The Catholic Church is involved in trying to end the urban violence that has rocked the cities of Belfast and Londonderry (Northern Ireland) since the beginning of April.
Pour in a healthy dose of ‘hard Brexit,’ add a tightly packed measure of sanitary restrictions imposed from Westminster, and you have an incendiary cocktail for which Northern Ireland has the key: a single spark is enough to ignite it.
The spark happened during Easter week, when Belfast authorities gave up prosecuting several members of the Sinn Fein party - largely supported by Catholics - accused of violating health measures linked to Covid-19 during a funeral ceremony.
The capital of Northern Ireland then went up in flames, to the point that the police had to use water cannons on April 8 to disperse the Protestant rioters, which is a rare occurrence in a region where Catholics used to be showered by the police.

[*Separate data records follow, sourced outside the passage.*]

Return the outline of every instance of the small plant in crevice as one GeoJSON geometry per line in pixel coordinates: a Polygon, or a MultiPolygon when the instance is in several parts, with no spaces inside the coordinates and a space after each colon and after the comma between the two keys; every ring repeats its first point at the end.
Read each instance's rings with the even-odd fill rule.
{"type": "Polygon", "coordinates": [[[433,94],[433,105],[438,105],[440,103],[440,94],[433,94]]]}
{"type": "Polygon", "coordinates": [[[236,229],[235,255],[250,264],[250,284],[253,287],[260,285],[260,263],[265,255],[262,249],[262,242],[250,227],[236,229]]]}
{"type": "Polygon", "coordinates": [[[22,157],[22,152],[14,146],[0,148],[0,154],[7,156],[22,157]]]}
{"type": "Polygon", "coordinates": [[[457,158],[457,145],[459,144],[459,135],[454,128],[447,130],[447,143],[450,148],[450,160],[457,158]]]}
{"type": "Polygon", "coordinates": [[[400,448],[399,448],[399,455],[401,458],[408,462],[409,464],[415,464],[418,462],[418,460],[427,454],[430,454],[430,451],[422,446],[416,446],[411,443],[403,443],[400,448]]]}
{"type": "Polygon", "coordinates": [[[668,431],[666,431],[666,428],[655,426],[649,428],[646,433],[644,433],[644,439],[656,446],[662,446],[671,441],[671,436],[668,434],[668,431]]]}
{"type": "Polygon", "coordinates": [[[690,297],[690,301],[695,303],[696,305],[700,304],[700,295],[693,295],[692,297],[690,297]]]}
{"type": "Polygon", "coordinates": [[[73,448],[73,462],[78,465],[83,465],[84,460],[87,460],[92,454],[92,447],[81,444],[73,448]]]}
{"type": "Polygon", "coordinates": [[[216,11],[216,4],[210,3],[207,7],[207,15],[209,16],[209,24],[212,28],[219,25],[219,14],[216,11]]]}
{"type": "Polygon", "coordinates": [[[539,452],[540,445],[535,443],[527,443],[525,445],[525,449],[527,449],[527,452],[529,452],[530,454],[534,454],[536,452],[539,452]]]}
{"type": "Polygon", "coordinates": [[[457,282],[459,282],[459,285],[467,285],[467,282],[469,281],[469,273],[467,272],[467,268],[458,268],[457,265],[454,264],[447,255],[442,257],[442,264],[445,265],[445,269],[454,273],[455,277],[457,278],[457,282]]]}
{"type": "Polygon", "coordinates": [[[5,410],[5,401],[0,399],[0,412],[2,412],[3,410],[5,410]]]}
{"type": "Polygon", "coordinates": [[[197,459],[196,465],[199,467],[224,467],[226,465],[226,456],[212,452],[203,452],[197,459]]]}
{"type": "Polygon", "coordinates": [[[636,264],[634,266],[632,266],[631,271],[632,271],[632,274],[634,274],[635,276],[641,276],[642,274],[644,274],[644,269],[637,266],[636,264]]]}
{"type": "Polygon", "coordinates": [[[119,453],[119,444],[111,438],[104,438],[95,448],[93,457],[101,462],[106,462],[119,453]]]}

Disgusted, the leaders of the Democratic Unionist Party - the Protestant Unionist Party – have called for Simon Byrne, the police chief, to resign, raising the tension one step further.
It was in this context that Bishop Noel Treanor intervened on April 9: the Bishop of Belfast asked politicians of all stripes to “to be more careful about their language as the city was engulfed in nightly violence.”
“Stop engaging in disturbance and violent activity now,” launched the prelate to the address of the young Irish Catholics who did took to the streets in order to answer their Protestant enemy brothers, then on April 12, they counted ninety wounded members of the security forces.
Molotov cocktails and fireworks were used against the police, a journalist was assaulted, and a driver injured in the assault on his bus. The city of Londonderry has also experienced similar violence.
“Sadly, over the past week, we have experienced a return to civic unrest and violence on our streets,” lamented Bishop Treanor, who warned the young demonstrators: “beware of being manipulated and controlled by others who urge you on to violence while they themselves stay in the background so that they don't get caught.”
These disturbances are occurring twenty-three years to the day after the signing of the Good Friday Peace Agreement - concluded on April 10, 1998 - ending thirty years of civil war between Protestants and Catholics.
Since then, Brexit has passed, with the establishment of a customs border between Northern Ireland and the rest of the kingdom, not to mention a growing number of measures imposed unilaterally in recent months by Westminster. This was all that was needed for the Loyalist Protestants who now feel betrayed by a British crown they once served faithfully.
“We must challenge those who seek to control and imprison us and our young people in the past,” concluded Bishop Treanor on April 9: a few days later, on April 13, Anglican and Presbyterian officials followed the bishop of Belfast, calling in turn for an end to the violence and a resumption of dialogue between all political actors.
Since there has been no government since January 2017 in Northern Ireland, Westminster is allowed to make unilateral decisions, such as the recent imposition of abortion and same-sex civil unions.